You can, however, ask candidates if they are authorized to work legally in the United States.
Race and color
Title VII of the Civil Rights Act of 1964 also makes it illegal to treat job candidates differently based on their race or personal traits associated with it. This means you should avoid questions that might have anything to do with the candidate's race. A valid exception might be asking about a candidate's race for affirmative-action-related purposes, but you must be fully transparent in showing the respective information was not a factor in the hiring decision.
Sex, gender, marital status, and/or sexual orientation
The Civil Rights Act of 1964 also prohibits treating applicants differently based on their sex, gender, or sexual orientation. You also can't ask questions regarding pregnancy, childbirth, or any condition associated with them. Questions you should avoid when interviewing candidates include:
- Are you currently pregnant? Do you plan on becoming pregnant in the near future?
- Are you married?
- Do you currently have any children?
- Are you sure you have the time to balance work duties and raising your child?

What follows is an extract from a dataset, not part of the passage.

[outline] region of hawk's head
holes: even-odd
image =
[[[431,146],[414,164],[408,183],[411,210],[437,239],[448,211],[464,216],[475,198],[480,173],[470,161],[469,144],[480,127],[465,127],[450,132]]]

Just like with other potentially discriminatory subjects, you can ask about the one thing that should be your top priority when hiring new people: Can this person do a good job? You can ask them if any restrictions might prevent them from performing their professional duties or if any commitments might interfere with their work schedule.
Title VII of the Civil Rights Act of 1964 was truly groundbreaking in eliminating discriminatory practices. Besides prohibiting any discrimination based on race, ethnicity, gender, and sexual orientation, it also makes it illegal to discriminate based on the candidate's religion. This law not only applies to traditional religions but also to sincerely held beliefs the candidate might have. Related questions you should avoid include:
- Where is your place of worship?
- Do you require special time off for religious holidays?
You're exempt from this rule if your organization and its culture are specifically and openly religious, and you're looking for candidates with similar beliefs.
By remembering these discriminatory topics, you can improve your recruitment practices and ensure irrelevant applicant characteristics or your own biases don't get in the way of finding the right hire.